Speaker: Ding Ning is a postdoctoral researcher in the Department of Electronic Engineering at Tsinghua University. His research interests include machine learning, mechanisms of large language models, alignment methods, and applications. In 2024, he received his Ph.D. in Computer Science and Technology from Tsinghua University. He has been selected as Young Elite Scientists Sponsorship Program by CAST, and has received several honors, including the ACL Best System Demonstration Paper Award, the World Artificial Intelligence Conference Young Excellent Paper Award, Baidu Scholarship, etc.
Speaker: Tao Ji
Title: Hallucination Suppression in Large Vision-Language Model Alignment
Abstract : Large Vision-Language Models (LVLMs) have achieved impressive performance, yet research has pointed out a serious issue with object hallucinations within these models. However, there is no clear conclusion as to which part of the model these hallucinations originate from. In this talk, we present an in-depth investigation into the object hallucination problem specifically within the CLIP model, which serves as the backbone for many state-of-the-art vision-language systems. We unveil that even in isolation, the CLIP model is prone to object hallucinations, suggesting that the hallucination problem is not solely due to the interaction between vision and language modalities. To address this, we propose a counterfactual data augmentation method by creating negative samples with a variety of hallucination issues.
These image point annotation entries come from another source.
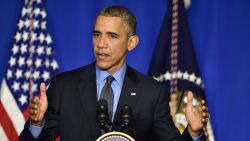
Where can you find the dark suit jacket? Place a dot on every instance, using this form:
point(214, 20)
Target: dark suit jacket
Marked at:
point(72, 103)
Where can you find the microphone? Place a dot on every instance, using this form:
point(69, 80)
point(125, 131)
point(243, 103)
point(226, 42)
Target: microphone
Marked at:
point(126, 117)
point(102, 116)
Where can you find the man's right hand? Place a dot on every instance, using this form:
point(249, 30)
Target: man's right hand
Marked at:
point(38, 106)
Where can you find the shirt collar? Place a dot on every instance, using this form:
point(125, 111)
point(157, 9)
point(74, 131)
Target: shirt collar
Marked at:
point(118, 75)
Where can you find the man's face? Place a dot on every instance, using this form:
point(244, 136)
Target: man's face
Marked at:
point(111, 42)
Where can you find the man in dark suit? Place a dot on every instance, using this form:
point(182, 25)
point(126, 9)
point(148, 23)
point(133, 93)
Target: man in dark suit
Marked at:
point(68, 109)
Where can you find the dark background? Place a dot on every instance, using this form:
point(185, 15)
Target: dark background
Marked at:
point(220, 32)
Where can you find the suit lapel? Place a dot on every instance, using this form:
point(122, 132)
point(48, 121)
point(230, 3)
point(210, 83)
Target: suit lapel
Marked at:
point(129, 93)
point(88, 96)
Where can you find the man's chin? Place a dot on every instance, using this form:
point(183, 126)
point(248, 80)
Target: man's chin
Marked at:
point(102, 66)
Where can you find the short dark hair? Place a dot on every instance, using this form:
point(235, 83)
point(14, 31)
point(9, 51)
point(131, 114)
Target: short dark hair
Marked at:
point(124, 13)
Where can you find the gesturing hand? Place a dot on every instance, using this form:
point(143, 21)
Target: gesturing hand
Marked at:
point(197, 116)
point(38, 106)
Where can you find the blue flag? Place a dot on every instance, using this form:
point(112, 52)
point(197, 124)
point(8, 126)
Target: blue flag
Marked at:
point(174, 64)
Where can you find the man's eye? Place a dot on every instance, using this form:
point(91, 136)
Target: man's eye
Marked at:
point(112, 36)
point(96, 35)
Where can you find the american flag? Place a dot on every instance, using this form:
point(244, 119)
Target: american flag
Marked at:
point(31, 62)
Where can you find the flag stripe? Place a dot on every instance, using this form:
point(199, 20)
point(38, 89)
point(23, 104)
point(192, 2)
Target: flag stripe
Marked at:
point(7, 125)
point(12, 109)
point(2, 134)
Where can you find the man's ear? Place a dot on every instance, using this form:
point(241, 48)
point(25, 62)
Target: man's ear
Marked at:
point(133, 41)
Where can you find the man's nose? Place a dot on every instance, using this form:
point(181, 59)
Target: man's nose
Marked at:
point(102, 43)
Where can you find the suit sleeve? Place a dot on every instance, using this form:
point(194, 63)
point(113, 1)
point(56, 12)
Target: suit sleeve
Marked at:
point(163, 125)
point(51, 128)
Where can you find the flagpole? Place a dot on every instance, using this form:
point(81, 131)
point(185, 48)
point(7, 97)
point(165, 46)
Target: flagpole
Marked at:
point(31, 82)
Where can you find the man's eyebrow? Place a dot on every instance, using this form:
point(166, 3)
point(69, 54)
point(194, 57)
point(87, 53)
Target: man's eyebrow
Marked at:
point(95, 31)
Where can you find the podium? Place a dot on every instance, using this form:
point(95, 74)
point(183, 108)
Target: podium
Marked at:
point(115, 136)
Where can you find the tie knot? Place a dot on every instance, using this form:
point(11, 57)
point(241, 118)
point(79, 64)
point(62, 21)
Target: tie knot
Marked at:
point(109, 79)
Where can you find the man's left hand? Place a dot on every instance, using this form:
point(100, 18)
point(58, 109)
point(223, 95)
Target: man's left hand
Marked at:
point(197, 116)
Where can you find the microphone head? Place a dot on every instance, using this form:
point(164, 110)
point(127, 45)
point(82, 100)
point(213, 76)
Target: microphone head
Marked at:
point(102, 116)
point(126, 114)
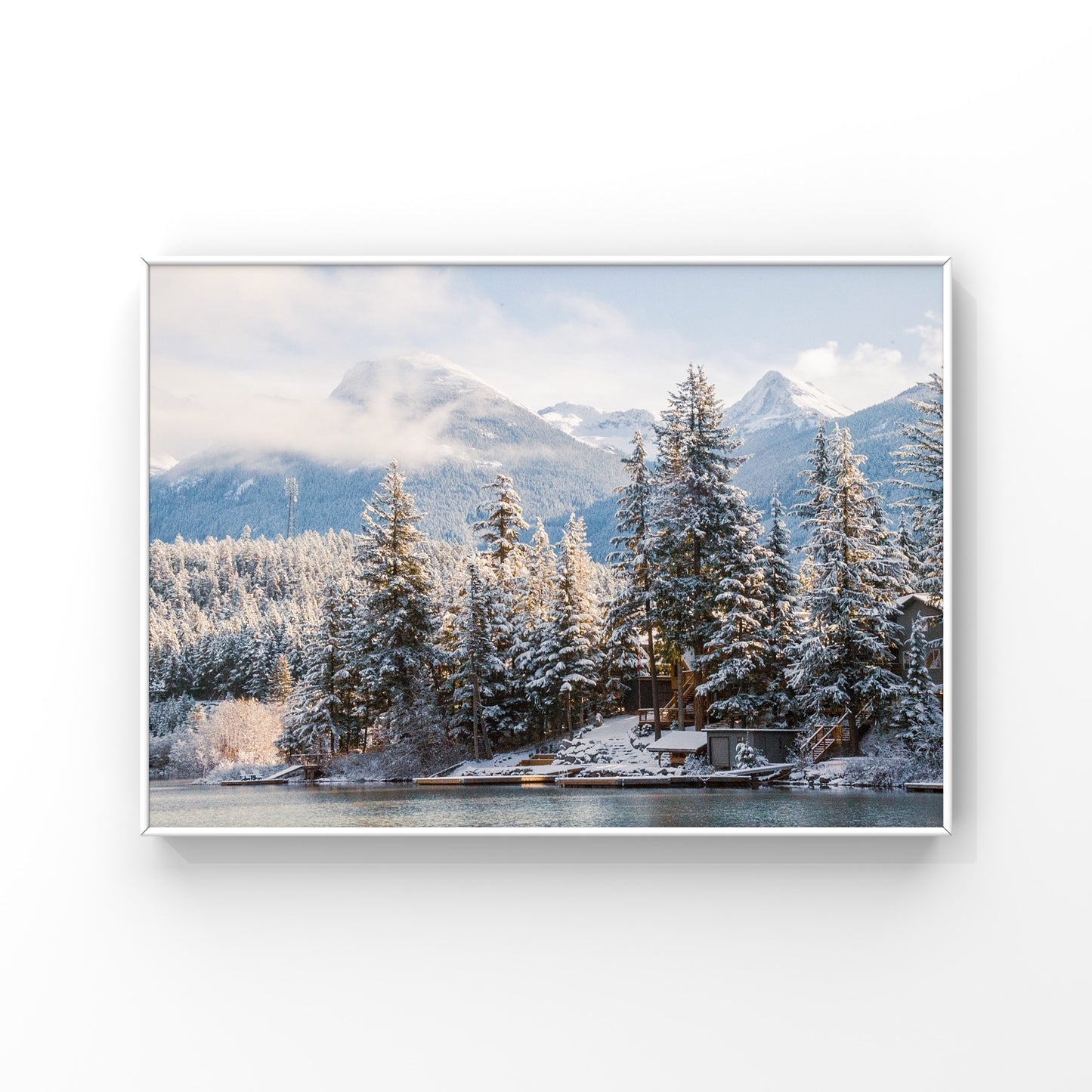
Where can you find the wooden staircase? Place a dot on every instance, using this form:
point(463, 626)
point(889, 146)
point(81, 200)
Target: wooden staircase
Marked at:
point(670, 711)
point(827, 738)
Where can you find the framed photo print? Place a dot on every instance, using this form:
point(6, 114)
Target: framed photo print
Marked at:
point(547, 546)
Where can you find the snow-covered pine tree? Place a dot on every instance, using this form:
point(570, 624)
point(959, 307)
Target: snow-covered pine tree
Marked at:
point(533, 639)
point(694, 505)
point(394, 648)
point(907, 547)
point(917, 719)
point(848, 653)
point(500, 529)
point(322, 710)
point(736, 659)
point(630, 618)
point(782, 614)
point(478, 665)
point(572, 648)
point(817, 476)
point(922, 474)
point(281, 684)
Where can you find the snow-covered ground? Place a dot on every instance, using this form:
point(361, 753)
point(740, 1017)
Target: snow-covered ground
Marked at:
point(611, 749)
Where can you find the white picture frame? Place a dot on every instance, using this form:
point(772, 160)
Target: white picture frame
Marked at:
point(147, 826)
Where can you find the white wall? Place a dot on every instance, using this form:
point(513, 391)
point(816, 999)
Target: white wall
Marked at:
point(275, 129)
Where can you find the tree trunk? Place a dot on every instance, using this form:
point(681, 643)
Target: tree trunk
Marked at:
point(699, 700)
point(652, 670)
point(679, 701)
point(475, 706)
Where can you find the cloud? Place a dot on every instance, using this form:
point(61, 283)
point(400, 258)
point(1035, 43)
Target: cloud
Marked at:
point(932, 353)
point(230, 341)
point(871, 373)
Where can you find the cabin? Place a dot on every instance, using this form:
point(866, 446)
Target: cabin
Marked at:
point(679, 746)
point(682, 680)
point(908, 610)
point(775, 744)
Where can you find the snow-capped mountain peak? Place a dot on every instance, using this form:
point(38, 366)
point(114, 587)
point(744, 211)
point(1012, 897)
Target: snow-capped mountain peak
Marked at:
point(778, 400)
point(611, 431)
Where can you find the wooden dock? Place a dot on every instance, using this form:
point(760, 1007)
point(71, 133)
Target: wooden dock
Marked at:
point(568, 779)
point(311, 771)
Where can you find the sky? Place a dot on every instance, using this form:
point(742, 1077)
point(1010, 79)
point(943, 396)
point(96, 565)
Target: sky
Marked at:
point(242, 355)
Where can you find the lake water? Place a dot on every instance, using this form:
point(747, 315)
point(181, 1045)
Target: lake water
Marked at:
point(397, 805)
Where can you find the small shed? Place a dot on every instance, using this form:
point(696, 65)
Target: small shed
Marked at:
point(679, 745)
point(908, 611)
point(775, 744)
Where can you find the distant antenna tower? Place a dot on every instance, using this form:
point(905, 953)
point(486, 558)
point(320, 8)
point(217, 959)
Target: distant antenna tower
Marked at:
point(292, 491)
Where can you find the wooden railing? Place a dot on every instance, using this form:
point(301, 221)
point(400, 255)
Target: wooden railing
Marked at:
point(670, 710)
point(827, 738)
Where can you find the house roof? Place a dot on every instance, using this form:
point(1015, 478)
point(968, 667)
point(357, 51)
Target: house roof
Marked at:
point(685, 743)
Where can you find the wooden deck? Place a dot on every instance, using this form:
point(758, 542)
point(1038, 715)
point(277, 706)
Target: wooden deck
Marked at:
point(568, 779)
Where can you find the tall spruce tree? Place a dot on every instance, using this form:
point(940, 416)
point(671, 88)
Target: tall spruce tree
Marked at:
point(322, 709)
point(696, 503)
point(736, 657)
point(848, 653)
point(534, 636)
point(922, 474)
point(917, 719)
point(781, 616)
point(478, 664)
point(631, 615)
point(500, 529)
point(506, 555)
point(571, 645)
point(397, 630)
Speaker: Tao Ji is a postdoctoral researcher in the Department of Computer Science at Fudan University. In 2023, he received his PhD degree in Computer Science and Technology from East China Normal University. His research interests include Large Multimodal Model, Efficient Inference of LLM. He has published more than 20 papers in international conferences and journals such as ACL, CoLM, EMNLP, and NAACL, and has received honors like the Shanghai Super Postdoctoral Fellowship, Fudan University Super Postdoctoral Fellowship, and the Future Scientists and Scholars Training Program from East China Normal University.